Pamela Shumba Bulawayo Bureau
CIVIL servants’ leaders will tomorrow meet to discuss and take an official position that will be presented to the Government following its decision to cut salaries and suspend the payment of bonuses for two years. Finance and Economic Development Minister Patrick Chinamasa last Thursday announced that Government would suspend civil servants bonuses for two years as well as reduce their salaries and allowances as part of measures to bring the economy back on track.
The minister made the announcement while presenting the Mid-Year Fiscal Policy Review statement in the National Assembly. Zimbabwe Teachers Association (zimta) president Mr Richard Gundane said they would meet as civil servants’ representatives to come up with a formal position following the Government’s decision.
“The general sentiment is that the decision by the Government is unacceptable, but we need to meet as workers to come up with an official position that will be presented to the employer.
“We have to make it clear to the Government that we’re not accepting their decision to cut jobs, salaries and allowances for civil servants,” said Mr Gundane. He said the payment of the 13th cheque was guaranteed in the civil servant’s contract of employment hence it could not be withdrawn without consulting them.

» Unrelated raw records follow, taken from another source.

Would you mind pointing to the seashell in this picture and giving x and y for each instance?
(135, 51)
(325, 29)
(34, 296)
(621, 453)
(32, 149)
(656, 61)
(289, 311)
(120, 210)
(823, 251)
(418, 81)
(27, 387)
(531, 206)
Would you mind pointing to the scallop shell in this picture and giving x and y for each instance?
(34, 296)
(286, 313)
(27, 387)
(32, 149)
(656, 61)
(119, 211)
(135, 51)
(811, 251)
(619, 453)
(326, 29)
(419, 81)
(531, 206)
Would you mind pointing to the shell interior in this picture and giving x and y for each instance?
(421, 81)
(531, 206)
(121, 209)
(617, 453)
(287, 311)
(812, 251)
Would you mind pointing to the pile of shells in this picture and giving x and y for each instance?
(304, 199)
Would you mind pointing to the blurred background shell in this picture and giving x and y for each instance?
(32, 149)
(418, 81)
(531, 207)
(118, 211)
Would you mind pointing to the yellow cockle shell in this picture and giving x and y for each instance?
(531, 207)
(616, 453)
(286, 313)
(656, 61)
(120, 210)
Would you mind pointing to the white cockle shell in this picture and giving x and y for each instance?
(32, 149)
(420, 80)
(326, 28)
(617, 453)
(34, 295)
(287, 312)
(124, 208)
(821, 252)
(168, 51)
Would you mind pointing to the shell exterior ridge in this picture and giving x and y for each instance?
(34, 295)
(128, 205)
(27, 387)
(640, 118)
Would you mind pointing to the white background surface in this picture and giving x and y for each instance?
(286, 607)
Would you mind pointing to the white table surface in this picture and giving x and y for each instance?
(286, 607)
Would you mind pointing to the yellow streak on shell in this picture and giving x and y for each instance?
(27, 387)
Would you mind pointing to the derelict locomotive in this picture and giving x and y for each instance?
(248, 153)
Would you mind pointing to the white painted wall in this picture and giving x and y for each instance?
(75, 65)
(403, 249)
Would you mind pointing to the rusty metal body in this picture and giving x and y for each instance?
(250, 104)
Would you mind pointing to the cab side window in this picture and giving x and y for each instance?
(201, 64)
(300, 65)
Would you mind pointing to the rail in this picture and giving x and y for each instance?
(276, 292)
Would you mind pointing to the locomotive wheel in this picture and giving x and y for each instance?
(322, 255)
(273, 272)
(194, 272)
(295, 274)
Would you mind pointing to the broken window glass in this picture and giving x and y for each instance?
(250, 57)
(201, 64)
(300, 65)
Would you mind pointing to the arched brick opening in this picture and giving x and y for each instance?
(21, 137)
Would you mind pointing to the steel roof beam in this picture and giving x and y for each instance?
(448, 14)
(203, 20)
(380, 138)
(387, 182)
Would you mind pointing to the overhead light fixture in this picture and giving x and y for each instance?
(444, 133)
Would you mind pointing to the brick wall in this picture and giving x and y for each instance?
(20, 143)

Apex Council secretary Mr David Dzatsunga said Government should have engaged them before announcing the pay cuts. “There was no communication between the Government and its workers over this issue.
“The Government did not consult us. “It was an ambush on our part and we’ll not accept it. “We’re therefore meeting on Wednesday as civil servants to discuss the way forward and come up with an official position on the issue,” said Mr Dzatsunga.
He said the Government’s policy comes at a time when employees are already struggling due to poor remuneration. Minister Chinamasa said the Government would downsize the civil service from 298 000 to 273 000 employees.
The measures are expected to reduce employment costs to around 60 percent of total revenues by 2019 from the current 97 percent and ultimately redirect revenue towards capital expenditure which is expected to stimulate production. Minister Chinamasa said through its raft of measures to reduce the wage bill, the Government expects to save around $118 million by the end of 2016.